It was twenty years ago today

I don’t remember my twentieth birthday, and that’s not me trying to be funny and imply I had a wild birthday party. I most probably didn’t have a party at all. 

It was a Tuesday, so I probably took the subway to the university, had a few classes before taking the subway back to my tiny apartment. In the afternoon, I’d guess I drove my Nissan Sunny to hockey practice and home, and then watched the Invisible Man on Sky Channel – and waited for Monsters of Rock to begin at 1am. 

A good day, in other words. 

Risto at 20.

That was the first semester at the university that I didn’t have a roommate, which was, frankly, a great relief. My roommate was a nice guy and caused no trouble at all but the apartment – an old hotel room – was truly tiny for two people. 

That might have also been the year Mom and Dad sent me a birthday present on a bus, so I must’ve picked that up. 

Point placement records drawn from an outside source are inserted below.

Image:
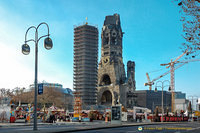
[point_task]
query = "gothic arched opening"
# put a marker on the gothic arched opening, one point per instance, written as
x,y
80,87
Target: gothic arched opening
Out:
x,y
106,80
106,98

And since the present was a new (used) stereo system, I probably rocked out in that tiny apartment, listened to the new Bryan Adams record, one of the few ones I had on CD. Or Europe’s Final Countdown, that I had bought on a cassette tape because I had wanted to listen to it on my Walkman right away on my way to the train back to Mom and Dad that fall. 

Since our apartment building was an old hotel converted into a dorm, I probably have just had my door open and some of the guys form across the hall came in and out and high-fived the Top Gun poster I had on my wall. (On second thought, we didn’t high-five back then, so maybe just finger guns). 

Did I reflect on my twenty years on Earth? I doubt it. And I definitely didn’t think where I’d be twenty years later. Like I said, there was the stereo to be installed and The Invisible Man was on. There was no time for reflection. 

But had I reflected on my life, I wouldn’t have imagined that less than twenty years later, I would move to another country but not because my work as a high-flying  hockey player agent required it. Or most, if not all, of the things that have happened since that birthday. I didn’t have much of a plan. Things just worked out. 

I have done some reflecting today, though, since it’s Son’s twentieth birthday and I’ve been trying to come up with some words of wisdom. But I haven’t come up with anything. 

Well, maybe this: The music you listen to, and the movies you watch today will stay with you forever. 

So remember: You’re not going to be happy unless you’re going Mach-2 with your hair on fire and you know it.